Regional lender Bank of Queensland Limited (ASX: BOQ) suffered its second day of losses as analysts point out the cracks in its first half results.
The stock is down another 2% to a near two-month low of $13.61 during lunch time trade after taking a 3.3% tumble yesterday when it handed in its earnings report card.
Bank of Queensland will be in the timeout corner for a while yet. At least two brokers have downgraded their recommendation on the stock even though the bank delivered what it called a "solid result" with net cash earnings jumping 19% to $167 million and a 13% increase to its interim dividend to 36 cents a share for the six months to end February.
The problem is that the bank may have gone ex-growth and the dividend may not be sustainable.
UBS was surprised that the bank lifted its dividend by 2 cents as earnings per share fell.

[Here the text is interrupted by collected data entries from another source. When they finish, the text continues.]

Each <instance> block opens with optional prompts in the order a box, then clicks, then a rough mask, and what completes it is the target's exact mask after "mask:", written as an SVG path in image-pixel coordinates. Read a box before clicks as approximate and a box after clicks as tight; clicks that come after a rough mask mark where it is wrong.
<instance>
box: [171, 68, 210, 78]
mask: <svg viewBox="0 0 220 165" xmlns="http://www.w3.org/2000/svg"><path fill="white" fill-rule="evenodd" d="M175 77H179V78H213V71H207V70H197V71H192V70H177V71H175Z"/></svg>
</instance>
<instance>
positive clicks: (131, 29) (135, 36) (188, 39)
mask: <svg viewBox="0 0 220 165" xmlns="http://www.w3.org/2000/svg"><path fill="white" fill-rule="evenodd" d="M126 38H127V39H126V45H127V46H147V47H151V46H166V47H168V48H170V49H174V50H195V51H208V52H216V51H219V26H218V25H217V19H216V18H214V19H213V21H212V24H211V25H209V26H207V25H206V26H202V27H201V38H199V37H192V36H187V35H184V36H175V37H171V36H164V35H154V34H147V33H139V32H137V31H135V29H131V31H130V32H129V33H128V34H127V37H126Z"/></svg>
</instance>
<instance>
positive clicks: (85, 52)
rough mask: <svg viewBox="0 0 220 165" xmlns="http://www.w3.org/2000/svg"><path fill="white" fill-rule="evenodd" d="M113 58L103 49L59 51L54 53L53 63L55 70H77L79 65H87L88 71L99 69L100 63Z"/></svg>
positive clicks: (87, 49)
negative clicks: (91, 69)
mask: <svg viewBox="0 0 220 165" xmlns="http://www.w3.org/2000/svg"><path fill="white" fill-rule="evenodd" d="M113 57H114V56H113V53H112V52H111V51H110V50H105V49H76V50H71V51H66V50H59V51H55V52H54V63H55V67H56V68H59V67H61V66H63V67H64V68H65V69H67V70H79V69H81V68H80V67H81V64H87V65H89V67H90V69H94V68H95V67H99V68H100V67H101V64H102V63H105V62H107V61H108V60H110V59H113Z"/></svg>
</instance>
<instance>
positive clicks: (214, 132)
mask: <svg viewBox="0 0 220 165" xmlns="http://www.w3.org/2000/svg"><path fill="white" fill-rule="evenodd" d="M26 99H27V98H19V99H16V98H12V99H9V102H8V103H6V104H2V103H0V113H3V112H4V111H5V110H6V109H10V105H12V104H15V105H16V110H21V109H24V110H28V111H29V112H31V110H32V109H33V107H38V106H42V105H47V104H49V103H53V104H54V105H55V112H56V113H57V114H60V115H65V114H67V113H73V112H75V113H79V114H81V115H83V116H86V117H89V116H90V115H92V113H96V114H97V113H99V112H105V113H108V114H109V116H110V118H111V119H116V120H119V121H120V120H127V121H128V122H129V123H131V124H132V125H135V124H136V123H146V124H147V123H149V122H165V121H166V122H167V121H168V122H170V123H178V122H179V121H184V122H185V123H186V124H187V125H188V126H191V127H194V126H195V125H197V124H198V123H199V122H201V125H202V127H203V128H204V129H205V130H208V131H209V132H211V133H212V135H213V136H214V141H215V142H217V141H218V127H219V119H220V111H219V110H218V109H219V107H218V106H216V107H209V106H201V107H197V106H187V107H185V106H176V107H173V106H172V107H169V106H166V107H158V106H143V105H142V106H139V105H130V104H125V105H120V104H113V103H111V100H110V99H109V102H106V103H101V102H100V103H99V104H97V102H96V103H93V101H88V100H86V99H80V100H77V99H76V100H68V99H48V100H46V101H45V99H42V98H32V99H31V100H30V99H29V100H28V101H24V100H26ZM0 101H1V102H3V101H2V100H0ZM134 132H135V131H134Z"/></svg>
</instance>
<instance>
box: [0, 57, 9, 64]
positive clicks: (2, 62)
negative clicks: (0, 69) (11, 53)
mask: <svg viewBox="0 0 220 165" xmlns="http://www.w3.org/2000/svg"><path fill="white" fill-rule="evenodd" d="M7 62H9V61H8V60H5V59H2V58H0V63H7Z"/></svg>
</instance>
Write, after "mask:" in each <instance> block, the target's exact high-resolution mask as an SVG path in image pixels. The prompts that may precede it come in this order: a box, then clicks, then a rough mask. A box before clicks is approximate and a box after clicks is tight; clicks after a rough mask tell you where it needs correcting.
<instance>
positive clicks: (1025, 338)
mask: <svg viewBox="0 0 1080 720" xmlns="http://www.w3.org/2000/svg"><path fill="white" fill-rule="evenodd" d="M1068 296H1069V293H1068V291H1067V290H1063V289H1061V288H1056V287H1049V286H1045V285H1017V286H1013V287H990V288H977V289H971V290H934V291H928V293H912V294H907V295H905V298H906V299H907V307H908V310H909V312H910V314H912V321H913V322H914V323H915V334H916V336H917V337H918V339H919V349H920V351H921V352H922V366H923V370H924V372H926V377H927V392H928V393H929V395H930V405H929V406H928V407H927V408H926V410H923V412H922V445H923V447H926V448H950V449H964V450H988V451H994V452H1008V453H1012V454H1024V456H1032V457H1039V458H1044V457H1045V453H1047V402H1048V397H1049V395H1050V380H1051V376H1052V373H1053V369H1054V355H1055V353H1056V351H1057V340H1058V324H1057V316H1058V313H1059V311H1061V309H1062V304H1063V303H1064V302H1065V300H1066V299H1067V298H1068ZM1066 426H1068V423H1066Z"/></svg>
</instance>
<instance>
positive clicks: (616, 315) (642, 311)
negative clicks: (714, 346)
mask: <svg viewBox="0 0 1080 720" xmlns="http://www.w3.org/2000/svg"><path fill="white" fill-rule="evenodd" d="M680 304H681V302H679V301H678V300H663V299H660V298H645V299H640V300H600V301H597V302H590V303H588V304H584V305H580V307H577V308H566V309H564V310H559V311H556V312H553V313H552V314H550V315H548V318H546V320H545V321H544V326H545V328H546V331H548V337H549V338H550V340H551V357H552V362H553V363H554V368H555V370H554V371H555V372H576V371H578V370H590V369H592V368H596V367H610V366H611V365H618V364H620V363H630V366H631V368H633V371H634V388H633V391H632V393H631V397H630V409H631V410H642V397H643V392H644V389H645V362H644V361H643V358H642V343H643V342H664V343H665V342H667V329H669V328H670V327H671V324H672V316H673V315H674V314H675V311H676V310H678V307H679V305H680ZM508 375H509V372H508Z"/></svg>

This puts its payout ratio at 79%, which the broker calls "unsustainable" given the higher reserve requirements that banks will be forced to hold under new (but yet to be enforced) regulations.
To keep yield-hungry investors happy, Bank of Queensland will need to sustain earnings growth and there are doubts that it can.
This is the key reason why JP Morgan cut its recommendation on the stock to "underweight" from "neutral" and Citigroup downgraded its call to "neutral" from "buy".
JP Morgan thinks the bank does not generate enough excess capital to fund growth, while Citigroup thinks that the tailwinds from lower costs and improved product mix have run their course.
The negative sentiment is of particular issue to Bank of Queensland because the stock has outperformed its peers strongly in recent times (see chart below).
Over the past six months, Bank of Queensland has run nearly 18%, well ahead of its peers and its performance (up till yesterday's poorly received result) matches that of Commonwealth Bank of Australia (ASX: CBA) – the rock star of the sector.
Other Queensland-based institutions, such as Suncorp Group Ltd (ASX: SUN) and Wide Bay Australia Limited (ASX: WBB) are miles behind, while the other regional bank of significance, Bendigo & Adelaide Bank Ltd (ASX: BEN) could only produce a 4% gain over the period.